To make not a single but multiple transactions in Ethereum, as it was in our case, we had to form a queue of transactions, giving a conditional number to each of them. These numbers have to be in an absolute order of increment which means that each next transaction must have a higher number than the previous one. That means that the transaction number 10 cannot be sent to the network if the transaction number 9 is still undispatched. To avoid network overload and multiplication of stuck transactions we were forced to raise commission for all new orders — new transactions started to get normally confirmed, now in acceptable time. The very first transactions (that is a huge amount of orders — more than a thousand of them) we had to leave “as is,” so our first participants weren’t quite the first to receive the tokens.

What have we learned

The most important (and obvious) knowledge we obtained is related to problem-solving in general — when you’ve got a problem, the best you can do is to start solving it with maximum speed and efficiency. The first thing we did was increasing the server capabilities, switching to more powerful hardware, dividing the database among multiple servers, optimizing the firewall and filtering the DDoS attacks. And only that took us about 24 hours. Tuning the process of carrying out transactions through Ethereum took additional time.

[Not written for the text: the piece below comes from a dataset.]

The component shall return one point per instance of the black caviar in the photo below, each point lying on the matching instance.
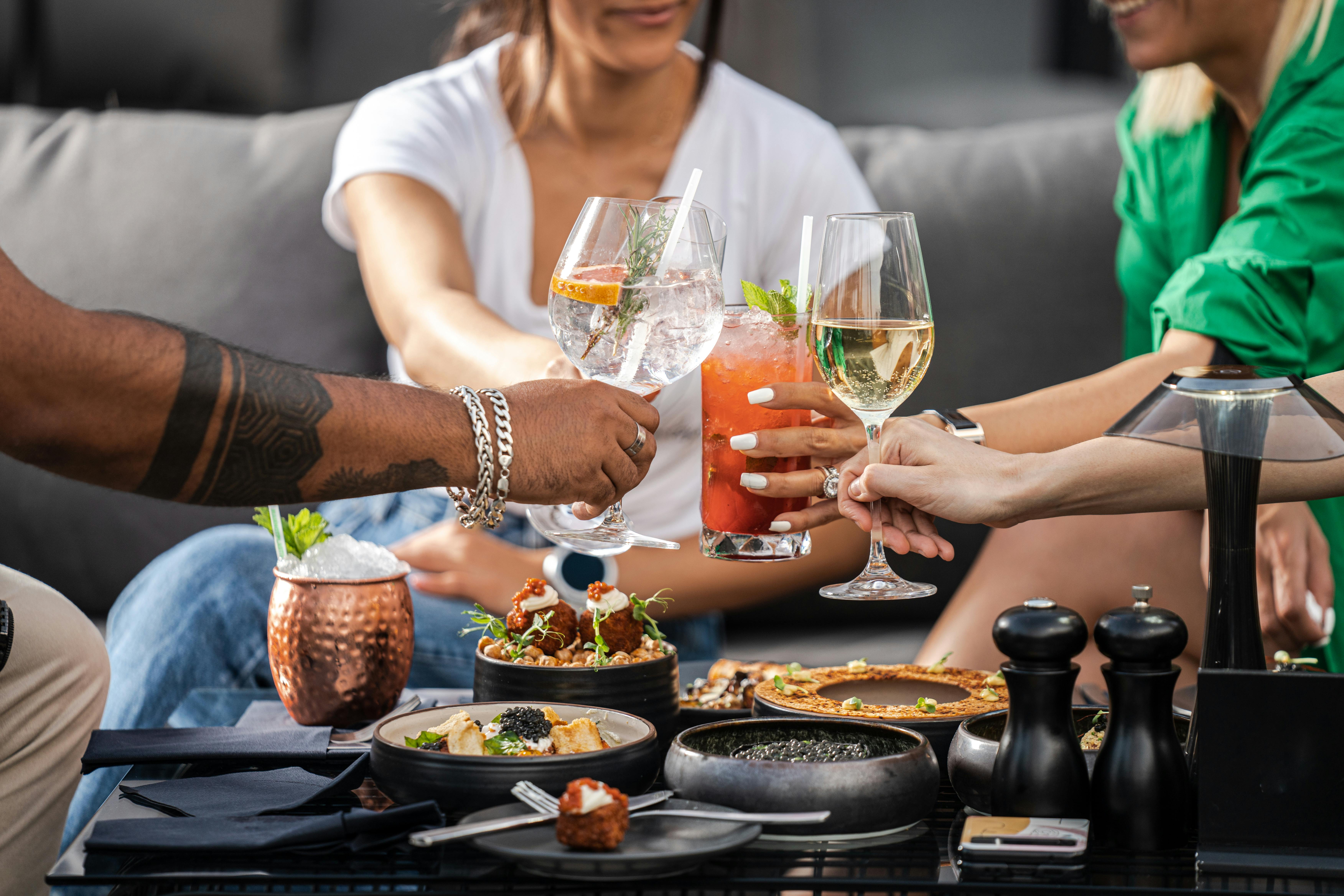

Now, with a substantial ICO experience, we can surely say that you cannot be too prudent with that sort of things. It is always better to be overly cautious — that’s why if you ever decide to have an ICO, you should consider the following points:

– During the first hours the server load can be sky high and leave behind the bravest expectations;

– If your project (or the company behind it) is known, attention from DDoS’ers is guaranteed — be ready to be attacked;

– If other ICOs would happen at the same time when yours, it is better to think about your strategy in advance. You can either wait a couple of days until transactions eventually go through or you can invest additional resources and force orders through the network;

– It is also important to inform your participants about such issues. That will decrease the number of similar queries to technical support, allowing them to focus on more relevant issues.

Incidentally, it is impossible to foresee all the potential problems, so you have to be ready for all kinds of emergencies. You can spend a lot of time on counting the number of mistakes you’ve done inadvertently, but learning from mistakes is just another way of improvement. After all, we are glad that our technical issues haven’t opposed the successful accomplishment of our campaign.